Figure 2: Comparison between original quantization method and Past Only Quantization (POQ) for KV cache.
- Two-dimensional Quantization: This strategy employs static channel smoothing and dynamic token-wise quantization to handle distributional variance within the KV cache, thereby reducing quantization errors effectively.
- Cross-block Reconstruction Regularization (CRR): CRR optimizes quantization parameters by evaluating the impact of quantization across blocks, using Mean Absolute Error (MAE) instead of Mean Squared Error (MSE) to minimize bias from outliers.
Figure 3: Comparison between Block-wise Mean Square Error (MSE) loss and CRR.
Experimental Evaluation
Experiments on the LLaMA and LLaMA-2 models demonstrated that WKVQuant achieves memory savings comparable to full weight-activation quantization while preserving accuracy close to weight-only quantization. Specifically, the WKVQuant method shows minimal performance drops in terms of perplexity on datasets like WikiText2 and PTB when compared to existing techniques, proving it as an efficient alternative for model deployment under memory constraints.

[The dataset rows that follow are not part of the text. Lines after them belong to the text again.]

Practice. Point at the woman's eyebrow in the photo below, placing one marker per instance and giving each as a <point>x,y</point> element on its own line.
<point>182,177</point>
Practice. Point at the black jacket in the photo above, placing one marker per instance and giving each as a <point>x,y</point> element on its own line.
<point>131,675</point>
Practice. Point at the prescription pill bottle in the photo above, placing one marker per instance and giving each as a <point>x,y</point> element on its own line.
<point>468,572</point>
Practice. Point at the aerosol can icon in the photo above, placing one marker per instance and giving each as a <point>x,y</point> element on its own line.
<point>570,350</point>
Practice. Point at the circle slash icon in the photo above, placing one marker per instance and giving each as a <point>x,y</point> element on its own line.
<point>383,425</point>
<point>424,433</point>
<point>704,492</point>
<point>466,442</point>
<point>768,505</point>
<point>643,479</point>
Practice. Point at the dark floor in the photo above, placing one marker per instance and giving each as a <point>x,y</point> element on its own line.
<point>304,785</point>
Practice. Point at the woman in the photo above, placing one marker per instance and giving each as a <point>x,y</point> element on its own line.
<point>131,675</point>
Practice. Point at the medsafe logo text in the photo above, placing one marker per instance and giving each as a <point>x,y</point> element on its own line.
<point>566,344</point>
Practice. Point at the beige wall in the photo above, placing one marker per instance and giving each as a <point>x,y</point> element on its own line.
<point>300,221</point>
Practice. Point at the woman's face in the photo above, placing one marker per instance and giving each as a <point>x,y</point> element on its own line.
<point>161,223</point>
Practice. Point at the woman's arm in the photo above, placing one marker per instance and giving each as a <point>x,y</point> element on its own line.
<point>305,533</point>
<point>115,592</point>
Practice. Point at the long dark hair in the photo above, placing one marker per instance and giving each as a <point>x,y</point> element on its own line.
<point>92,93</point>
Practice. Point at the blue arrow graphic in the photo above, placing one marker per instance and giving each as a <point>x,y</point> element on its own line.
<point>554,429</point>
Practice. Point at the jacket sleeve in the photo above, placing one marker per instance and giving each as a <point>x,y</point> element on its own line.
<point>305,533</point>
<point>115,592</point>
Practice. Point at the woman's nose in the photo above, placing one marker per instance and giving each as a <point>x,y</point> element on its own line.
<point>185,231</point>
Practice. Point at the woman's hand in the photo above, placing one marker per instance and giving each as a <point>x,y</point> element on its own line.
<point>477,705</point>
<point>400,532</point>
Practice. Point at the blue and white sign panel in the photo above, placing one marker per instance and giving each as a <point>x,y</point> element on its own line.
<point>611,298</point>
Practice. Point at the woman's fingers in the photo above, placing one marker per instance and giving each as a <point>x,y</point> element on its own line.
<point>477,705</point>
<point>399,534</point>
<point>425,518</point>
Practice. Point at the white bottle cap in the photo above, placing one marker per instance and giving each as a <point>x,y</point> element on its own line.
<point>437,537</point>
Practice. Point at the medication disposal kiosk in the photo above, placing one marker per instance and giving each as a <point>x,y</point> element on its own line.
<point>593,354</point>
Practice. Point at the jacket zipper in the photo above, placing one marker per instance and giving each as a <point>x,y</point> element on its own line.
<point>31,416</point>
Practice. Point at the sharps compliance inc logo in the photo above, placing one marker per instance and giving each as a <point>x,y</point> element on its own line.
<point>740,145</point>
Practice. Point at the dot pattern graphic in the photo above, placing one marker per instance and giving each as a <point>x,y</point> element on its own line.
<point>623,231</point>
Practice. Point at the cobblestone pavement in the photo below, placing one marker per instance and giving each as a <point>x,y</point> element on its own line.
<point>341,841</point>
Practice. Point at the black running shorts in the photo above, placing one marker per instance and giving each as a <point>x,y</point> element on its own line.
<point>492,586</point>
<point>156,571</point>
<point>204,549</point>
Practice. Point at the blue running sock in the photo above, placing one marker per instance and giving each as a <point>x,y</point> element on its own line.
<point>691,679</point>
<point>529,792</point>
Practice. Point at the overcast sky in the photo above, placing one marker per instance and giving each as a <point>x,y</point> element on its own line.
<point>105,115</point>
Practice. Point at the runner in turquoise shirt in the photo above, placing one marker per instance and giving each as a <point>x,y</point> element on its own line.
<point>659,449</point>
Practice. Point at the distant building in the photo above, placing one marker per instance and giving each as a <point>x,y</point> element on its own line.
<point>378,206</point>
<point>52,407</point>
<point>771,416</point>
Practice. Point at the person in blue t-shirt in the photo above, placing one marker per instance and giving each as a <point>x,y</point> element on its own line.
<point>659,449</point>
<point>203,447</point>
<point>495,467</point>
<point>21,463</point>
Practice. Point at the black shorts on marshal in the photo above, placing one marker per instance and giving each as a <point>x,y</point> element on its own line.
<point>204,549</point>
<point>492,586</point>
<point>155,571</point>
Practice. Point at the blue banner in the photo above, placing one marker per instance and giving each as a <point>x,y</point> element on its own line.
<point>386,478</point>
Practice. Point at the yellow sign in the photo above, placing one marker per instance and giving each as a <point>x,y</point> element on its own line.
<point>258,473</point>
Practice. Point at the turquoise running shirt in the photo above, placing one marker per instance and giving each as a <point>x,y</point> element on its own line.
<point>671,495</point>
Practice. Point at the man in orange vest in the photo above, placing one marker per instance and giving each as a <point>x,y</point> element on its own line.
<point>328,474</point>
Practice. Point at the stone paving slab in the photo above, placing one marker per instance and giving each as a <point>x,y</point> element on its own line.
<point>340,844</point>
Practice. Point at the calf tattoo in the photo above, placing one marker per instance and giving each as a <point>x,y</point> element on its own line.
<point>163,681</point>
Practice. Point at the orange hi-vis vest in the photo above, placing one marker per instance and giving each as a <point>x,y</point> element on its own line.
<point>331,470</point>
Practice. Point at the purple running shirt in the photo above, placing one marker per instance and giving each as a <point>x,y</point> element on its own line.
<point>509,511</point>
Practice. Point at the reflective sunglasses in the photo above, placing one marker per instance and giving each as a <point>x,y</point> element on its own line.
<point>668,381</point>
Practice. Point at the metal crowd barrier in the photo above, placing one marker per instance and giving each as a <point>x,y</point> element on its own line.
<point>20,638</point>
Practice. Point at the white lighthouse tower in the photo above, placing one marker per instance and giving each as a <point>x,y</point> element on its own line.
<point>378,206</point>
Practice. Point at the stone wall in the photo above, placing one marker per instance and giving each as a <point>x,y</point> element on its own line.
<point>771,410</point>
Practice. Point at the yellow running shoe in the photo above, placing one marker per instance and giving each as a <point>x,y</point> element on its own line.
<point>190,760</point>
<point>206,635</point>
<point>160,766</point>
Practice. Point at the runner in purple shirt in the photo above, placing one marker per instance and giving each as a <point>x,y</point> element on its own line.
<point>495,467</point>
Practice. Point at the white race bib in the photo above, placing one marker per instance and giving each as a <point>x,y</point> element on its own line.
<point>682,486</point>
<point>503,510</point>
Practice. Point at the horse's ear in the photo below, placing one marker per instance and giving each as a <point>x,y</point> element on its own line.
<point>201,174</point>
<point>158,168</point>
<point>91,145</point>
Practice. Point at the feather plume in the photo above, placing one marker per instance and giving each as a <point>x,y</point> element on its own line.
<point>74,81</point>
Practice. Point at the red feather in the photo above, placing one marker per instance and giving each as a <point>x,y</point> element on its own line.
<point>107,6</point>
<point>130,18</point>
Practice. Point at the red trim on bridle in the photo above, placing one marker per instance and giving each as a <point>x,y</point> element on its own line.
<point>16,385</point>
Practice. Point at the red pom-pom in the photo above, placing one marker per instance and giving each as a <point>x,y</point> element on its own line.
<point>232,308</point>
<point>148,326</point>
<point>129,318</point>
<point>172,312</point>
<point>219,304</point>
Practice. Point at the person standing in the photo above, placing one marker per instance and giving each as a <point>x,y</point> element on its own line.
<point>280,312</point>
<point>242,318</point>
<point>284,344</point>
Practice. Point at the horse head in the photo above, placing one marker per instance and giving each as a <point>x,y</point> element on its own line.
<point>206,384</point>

Figure 4: The memory usage proportions of weight, KV cache, and temporary storage on LLaMA-2-13b.
Conclusion
WKVQuant provides a valuable trade-off between accuracy and memory efficiency, achieved by focusing on the quantization of model weights and KV cache without involving temporary activations. This approach not only facilitates the deployment of LLMs on resource-constrained hardware but also ensures minimal performance degradation, making it a promising strategy for efficiently managing the memory footprint of large models. Future work could explore the integration of more sophisticated quantization techniques within this framework to further enhance its applicability across various LLM architectures.